One week in Greece, with plans to visit refugee camps and see how we could help best. A tall order, when organization in the country in poor and dozens of NGOs [non-governmental organizations] are trying to work together without much, if any, overarching authority figure in charge. You might expect chaos under these circumstances, but we were surprised to find really good things happening without much unnecessary overlap.
Let's begin with Armando Aid, based at the Oinofyta Refugee Camp, where mostly citizens of Afghanistan live. They primarily speak Farsi and you'll see their group of energetic school-age children in the photo above. On the right is Faiz Mohammad, school principal. He speaks just enough English to collaborate together with Layhing, the founder of Armando Aid. She recruits and organizes short-term teacher volunteers to keep the different classrooms staffed. A very challenging role...and she started with a very rough and broken concrete building...but without Layhing and her team, the kids would go on uneducated for months that turn into years.
Some of our team members volunteered in the Armando Aid nursery at Oinofyta for several hours each morning, giving refugee moms time to do laundry or cooking or other tasks without a baby on their hip. This is a challenging job when mothers leave their toddlers and infants who would rather not stay. There were a few crying babies to comfort and love.
An organization called I Am You works with the Syrian refugees at the Ritsona Camp, about twenty minutes away from Oinofyta. Here there is a larger population of middle class asylum-seekers with several teachers among them. These teachers volunteer to teach the children, some offering adult classes in different languages such as French and German. If no one in the camp can be found to teach, volunteers are brought in so that adult language classes and elementary age classes can continue. Our team member Lana Haddad speaks Arabic and was very useful here at Ritsona, teaching English.
Life in the camps is rough, without enough space or hygienic facilities. But there are flowers planted in pots and volunteers playing basketball with teenagers and music jams in the evening and tea shared with neighbors. These people are tired, but resilient and still full of hope.
Adventist Help is the medical organization working at the Oinofyta Camp. They have strong leadership and fantastic volunteers. Their success stories include fitting a young man with a new prosthetic leg and rushing at least two pregnant women to the local Greek hospital to birth their babies. They have installed showers, air conditioning units and have spear-headed many other practical projects around the camp. They are always in need of donations and volunteers.

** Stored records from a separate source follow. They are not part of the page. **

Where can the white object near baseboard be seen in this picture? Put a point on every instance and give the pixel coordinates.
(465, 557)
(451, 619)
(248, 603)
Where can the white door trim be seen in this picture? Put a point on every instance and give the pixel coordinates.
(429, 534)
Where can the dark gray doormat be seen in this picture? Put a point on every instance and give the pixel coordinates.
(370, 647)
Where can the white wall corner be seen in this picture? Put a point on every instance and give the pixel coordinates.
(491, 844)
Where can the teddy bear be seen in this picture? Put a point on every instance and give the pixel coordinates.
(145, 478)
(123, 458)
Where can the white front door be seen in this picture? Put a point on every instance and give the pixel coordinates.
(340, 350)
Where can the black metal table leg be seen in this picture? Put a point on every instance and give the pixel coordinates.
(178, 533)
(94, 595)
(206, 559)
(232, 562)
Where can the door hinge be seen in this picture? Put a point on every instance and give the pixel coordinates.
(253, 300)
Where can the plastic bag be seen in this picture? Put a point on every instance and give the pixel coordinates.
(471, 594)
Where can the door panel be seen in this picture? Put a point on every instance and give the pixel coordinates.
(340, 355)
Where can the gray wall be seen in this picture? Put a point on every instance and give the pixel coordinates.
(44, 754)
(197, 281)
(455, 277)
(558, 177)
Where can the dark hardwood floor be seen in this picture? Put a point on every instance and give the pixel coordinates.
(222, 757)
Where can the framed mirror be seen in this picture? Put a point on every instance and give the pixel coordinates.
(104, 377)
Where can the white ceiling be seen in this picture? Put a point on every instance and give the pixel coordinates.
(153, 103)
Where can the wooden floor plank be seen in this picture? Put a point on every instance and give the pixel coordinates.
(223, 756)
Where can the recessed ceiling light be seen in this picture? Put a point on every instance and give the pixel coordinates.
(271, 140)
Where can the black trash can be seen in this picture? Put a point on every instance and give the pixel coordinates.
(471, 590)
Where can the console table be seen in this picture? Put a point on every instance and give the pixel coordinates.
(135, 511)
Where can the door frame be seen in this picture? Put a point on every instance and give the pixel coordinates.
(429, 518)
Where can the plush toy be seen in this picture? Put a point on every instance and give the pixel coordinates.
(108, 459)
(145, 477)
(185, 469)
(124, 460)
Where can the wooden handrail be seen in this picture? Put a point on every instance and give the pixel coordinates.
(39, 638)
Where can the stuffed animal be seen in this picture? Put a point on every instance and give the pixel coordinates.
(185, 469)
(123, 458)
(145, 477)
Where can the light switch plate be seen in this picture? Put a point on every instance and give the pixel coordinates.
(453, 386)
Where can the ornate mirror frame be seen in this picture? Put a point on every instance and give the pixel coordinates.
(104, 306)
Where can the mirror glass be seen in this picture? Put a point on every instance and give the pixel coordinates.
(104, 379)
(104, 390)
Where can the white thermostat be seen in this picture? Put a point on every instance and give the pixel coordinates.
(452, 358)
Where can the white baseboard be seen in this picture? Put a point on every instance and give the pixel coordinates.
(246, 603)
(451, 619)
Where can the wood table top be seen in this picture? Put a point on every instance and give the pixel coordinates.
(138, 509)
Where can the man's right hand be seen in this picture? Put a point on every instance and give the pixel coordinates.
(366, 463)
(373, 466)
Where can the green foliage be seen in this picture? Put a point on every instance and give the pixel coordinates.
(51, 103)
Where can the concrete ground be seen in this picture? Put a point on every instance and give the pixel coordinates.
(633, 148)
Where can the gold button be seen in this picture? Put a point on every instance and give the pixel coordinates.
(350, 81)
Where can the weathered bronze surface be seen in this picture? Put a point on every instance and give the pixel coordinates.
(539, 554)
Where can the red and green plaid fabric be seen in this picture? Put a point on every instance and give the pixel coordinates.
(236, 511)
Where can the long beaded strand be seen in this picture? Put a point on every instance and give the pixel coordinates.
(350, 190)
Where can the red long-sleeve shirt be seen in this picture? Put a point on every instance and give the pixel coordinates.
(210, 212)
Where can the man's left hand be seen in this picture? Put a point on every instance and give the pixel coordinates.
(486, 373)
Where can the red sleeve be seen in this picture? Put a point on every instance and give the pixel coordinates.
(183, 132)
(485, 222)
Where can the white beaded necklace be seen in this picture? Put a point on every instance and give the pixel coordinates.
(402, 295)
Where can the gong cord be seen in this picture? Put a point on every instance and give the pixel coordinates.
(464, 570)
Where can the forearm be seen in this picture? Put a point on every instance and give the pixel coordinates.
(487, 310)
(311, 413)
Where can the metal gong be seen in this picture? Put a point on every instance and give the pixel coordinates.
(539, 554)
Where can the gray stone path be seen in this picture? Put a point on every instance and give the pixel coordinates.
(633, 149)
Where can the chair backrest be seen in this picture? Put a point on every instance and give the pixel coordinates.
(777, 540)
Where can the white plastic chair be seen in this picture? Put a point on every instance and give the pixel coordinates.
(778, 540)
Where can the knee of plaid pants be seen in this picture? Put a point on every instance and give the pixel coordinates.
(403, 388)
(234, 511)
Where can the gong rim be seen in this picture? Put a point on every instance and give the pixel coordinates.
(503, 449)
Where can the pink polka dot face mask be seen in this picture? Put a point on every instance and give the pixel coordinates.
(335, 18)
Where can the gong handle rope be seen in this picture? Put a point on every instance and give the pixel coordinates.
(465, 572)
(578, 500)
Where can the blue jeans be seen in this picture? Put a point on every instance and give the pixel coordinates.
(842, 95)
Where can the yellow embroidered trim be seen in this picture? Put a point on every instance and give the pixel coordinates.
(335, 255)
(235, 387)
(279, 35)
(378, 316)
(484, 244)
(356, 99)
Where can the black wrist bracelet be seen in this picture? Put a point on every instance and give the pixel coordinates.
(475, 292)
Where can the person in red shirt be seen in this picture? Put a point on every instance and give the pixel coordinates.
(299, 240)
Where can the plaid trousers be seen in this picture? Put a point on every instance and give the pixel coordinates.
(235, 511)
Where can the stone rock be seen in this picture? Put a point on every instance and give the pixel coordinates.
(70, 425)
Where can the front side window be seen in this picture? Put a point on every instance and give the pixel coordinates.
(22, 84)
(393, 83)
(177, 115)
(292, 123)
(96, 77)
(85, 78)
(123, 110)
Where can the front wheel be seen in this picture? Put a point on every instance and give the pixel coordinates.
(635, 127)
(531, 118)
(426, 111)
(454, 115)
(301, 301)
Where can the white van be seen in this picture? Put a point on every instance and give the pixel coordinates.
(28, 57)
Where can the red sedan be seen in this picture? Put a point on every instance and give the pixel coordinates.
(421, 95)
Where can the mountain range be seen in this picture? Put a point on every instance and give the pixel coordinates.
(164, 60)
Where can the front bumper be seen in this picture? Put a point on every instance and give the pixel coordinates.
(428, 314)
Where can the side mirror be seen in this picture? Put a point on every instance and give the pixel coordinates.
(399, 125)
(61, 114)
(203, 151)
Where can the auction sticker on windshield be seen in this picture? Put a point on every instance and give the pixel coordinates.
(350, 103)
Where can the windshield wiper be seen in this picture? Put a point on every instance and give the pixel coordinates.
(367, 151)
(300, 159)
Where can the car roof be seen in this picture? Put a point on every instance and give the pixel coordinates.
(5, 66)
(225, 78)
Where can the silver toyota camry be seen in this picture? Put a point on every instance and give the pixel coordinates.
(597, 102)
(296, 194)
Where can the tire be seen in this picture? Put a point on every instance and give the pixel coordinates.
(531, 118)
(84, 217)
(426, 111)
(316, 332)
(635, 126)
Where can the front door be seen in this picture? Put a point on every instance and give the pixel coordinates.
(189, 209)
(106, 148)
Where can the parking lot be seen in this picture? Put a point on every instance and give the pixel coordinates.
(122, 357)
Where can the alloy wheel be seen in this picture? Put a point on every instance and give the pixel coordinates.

Other organizations working together include IOM [International Organization for Migration] working from the legal side of migration management, Carry the Future who sent a fantastic team to do musical playtime activities with the toddlers, and Do Your Part who had a team working on logistical details of running a refugee camp. There were people wearing Red Cross and Save the Children t-shirts and our team met a Greek gentleman asking to volunteer at the Ritsona camp teaching the Greek language.
There are many groups made up of many volunteers doing all they can to make life easier on people who have been through an awful lot. #walkingdayandnight #deaththreats #losingfamilymembers #sellingalltheyhad
The one very big need that isn't being met at all? Dental relief. And this is something NRI has been doing around the world for more than five years. We are currently recruiting a team of dentists -- would you join us? This need is urgent. There are refugees with serious dental needs that demand attention. We're hoping to get back to Greece before the end of 2016.
Our team played with the dear children, held the crying babies, worked legally toward gaining asylum for some very urgent cases, taught English to kids and adults, made contacts for future trips, and said many prayers in their hearts.
May the refugee crisis end soon. May countries open up their hearts to the people who need a chance at a better future. May governments stand firm in support of human rights even in the face of terrorism and suspicion. May we each determine to do our part, even if that seems small.